Dependability
Dependability via Redundancy #
Redundancy of Time and Space #
Spatial Redundancy: replicating data across machines, or storing extra information or hardware to handle failures
Temporal Redunancy: Retrying an operation in the hopes that it was a transient (soft) failure
Dependability Measures #
Mean time to Failure (MTTF): Reliability
Mean Time to Repair (MTTR): Service interruption
Mean Time Between Failures (MBTF) = MTTF + MTTR
Availability: MTTF / (MTTF + MTTR)
- Can be improved by increasing MTTF (improving hardware, software, fault tolerance) or decreasing MTTR (improved repair tools)
- MTTF, MTTR usually measured in hours.
- Availability typically assessed by number of 9’s in the percentage. 90% → 36 days of repair per year, 99.999% → 5 minutes of repair per year, etc.
Annualized Failure Rate (AFR): average number of failures per year compared to total operating machines.

The Bathtub curve demonstrates that most failures occur either early on, or in old age as machines start wearing out.
Dependability Design Principle #
Avoid a single point of failure. A chain is only as strong as its weakest link.
Dependability behaves like Amdahl’s Law. If only a small portion of the system can be made more reliable, then the total impact is small.
Error Correction Codes (ECC) #
Memory can sometimes fail, since cells store bits and those cells are not perfect.
A soft error occurs when a bit temporarily flips (due to alpha particles etc) and can be flipped back if we recognize the error.
A hard error occurs when a cell or chip fails permanently.
In order to act upon a failure, we have to know that a failure happened in the first place. Error detection is a necessary prerequisite to redundancy.
Main idea of ECC: Add extra bits to each data-word. These extra bits are used to detect and correct faults in memory.
Hamming Codes #
The Hamming distance between two sequences of bits is the number of positions in a bitstring that differ in value from another bitstring.

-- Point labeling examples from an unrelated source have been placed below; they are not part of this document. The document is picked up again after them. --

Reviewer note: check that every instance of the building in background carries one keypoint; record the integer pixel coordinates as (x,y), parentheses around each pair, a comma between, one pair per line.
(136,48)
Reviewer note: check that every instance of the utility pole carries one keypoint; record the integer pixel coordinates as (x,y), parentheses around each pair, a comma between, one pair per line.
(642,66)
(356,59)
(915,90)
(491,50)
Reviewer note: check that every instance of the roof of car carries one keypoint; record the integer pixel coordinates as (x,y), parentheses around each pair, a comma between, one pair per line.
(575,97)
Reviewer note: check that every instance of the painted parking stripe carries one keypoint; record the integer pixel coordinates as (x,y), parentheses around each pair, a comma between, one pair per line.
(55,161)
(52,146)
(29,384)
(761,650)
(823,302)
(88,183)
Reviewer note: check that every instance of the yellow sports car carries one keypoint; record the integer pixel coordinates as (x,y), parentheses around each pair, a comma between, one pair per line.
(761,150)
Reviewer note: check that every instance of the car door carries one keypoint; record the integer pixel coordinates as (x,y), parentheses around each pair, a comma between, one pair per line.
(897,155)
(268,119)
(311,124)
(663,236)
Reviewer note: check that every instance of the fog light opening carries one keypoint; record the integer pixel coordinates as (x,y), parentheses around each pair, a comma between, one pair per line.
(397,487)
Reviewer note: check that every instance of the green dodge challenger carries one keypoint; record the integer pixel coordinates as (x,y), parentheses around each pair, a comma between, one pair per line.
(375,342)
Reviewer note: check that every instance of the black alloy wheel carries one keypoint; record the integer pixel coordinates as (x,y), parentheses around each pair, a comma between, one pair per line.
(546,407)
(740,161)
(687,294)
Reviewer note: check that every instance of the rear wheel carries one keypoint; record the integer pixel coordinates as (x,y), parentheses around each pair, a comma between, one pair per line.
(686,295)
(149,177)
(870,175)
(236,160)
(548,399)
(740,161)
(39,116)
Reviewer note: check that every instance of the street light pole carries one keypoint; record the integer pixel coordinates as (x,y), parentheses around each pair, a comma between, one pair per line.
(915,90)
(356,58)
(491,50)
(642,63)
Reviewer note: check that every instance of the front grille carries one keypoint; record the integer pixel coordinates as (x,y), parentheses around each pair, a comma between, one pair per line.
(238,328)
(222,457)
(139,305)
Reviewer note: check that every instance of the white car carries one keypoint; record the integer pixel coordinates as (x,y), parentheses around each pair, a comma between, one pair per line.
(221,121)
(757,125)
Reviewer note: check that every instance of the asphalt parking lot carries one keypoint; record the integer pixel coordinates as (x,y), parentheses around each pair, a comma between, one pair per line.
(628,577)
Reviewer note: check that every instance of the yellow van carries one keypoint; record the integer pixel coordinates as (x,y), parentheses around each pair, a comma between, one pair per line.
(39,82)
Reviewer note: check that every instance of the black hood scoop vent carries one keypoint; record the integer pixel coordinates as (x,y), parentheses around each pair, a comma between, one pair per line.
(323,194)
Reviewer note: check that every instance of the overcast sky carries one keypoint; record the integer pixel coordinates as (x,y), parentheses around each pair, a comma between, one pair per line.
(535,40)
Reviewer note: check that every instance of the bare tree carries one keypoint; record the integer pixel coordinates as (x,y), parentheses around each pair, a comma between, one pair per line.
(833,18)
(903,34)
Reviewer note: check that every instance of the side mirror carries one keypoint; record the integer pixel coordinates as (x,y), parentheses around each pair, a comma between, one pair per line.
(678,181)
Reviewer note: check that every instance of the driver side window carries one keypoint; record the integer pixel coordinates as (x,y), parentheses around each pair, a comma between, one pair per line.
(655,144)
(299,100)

One idea is to do a parity check by counting the number of “on” bits. A bitstring has an even parity if the number of on bits is even. We can use an extra bit that is flipped such that the final string always has an even parity. So, if a bitstring is checked and it has odd parity, then something is wrong! This scheme detects 1-bit errors and has a minimum Hamming distance of 2 (the error and the parity bit).
Using Hamming Codes, we can allow error correction at a minimum Hamming distance of 3. (i.e. no 2-bit error can map back to another code word.).
Every power of 2, we add a parity bit that keeps track of the parity of the subset of bits where the index of the bit has a $1$ in a particular position.

To determine if a bitstring is correct, we check parity bits and see which ones return errors. We can then sum up the parity bit numbers to find the index of the bit that has an error. For example, if parity bits 8 and 2 return an error, then bit 10 is wrong and must be flipped.
Hash Functions #
Sometimes, we need to also protect against deliberate errors (made by hackers, etc). Cryptographic hash functions like SHA256 allow us to quickly, and with high probability, determine if two bitstrings are the same or different.
RAID #
Redundant Array of Inexpensive Disks. Rather than using one large, expensive, reliable disk, we use a large amount of small, expensive, unreliable disks and duplicate the data across the disks.
- RAID 0: No redundancy, striped volumes only. Very unreliable (any one disk failure means data loss).
- RAID 1: Disk mirroring. Every disk is fully duplicated onto its mirror. This produces a very large data availability and optimized read rates, but at the cost of needing 100% overhead.
- RAID 3: Parity disk. For every 3 disks, 1 additional disk is used to store parity information (so 1/4 of the data cost as RAID 1). If any one of the four disks fails, the data will still be intact.
- RAID 4: Disk sectors. Rather than operating at the bit level (like RAID 3), RAID 4 operates on a stripe level. Reads and writes must be done both to the original disk and the parity disk. This works well for small reads, but small writes can be problematic because every modified stripe needs to be parity checked. So the bottleneck becomes the parity disk.
- RAID 5: Interleaved parity. In a larger array, an independent set of parity disks each contain a few stripes for each drive. This cuts down on write bottlenecks since the chance of multiple drives writing to the same parity drive is reduced.
- RAID 6: RAID 5 with two parity blocks per stripe. So the drive array can tolerate 2 disk failures rather than just 1, at the cost of needing additional capacity.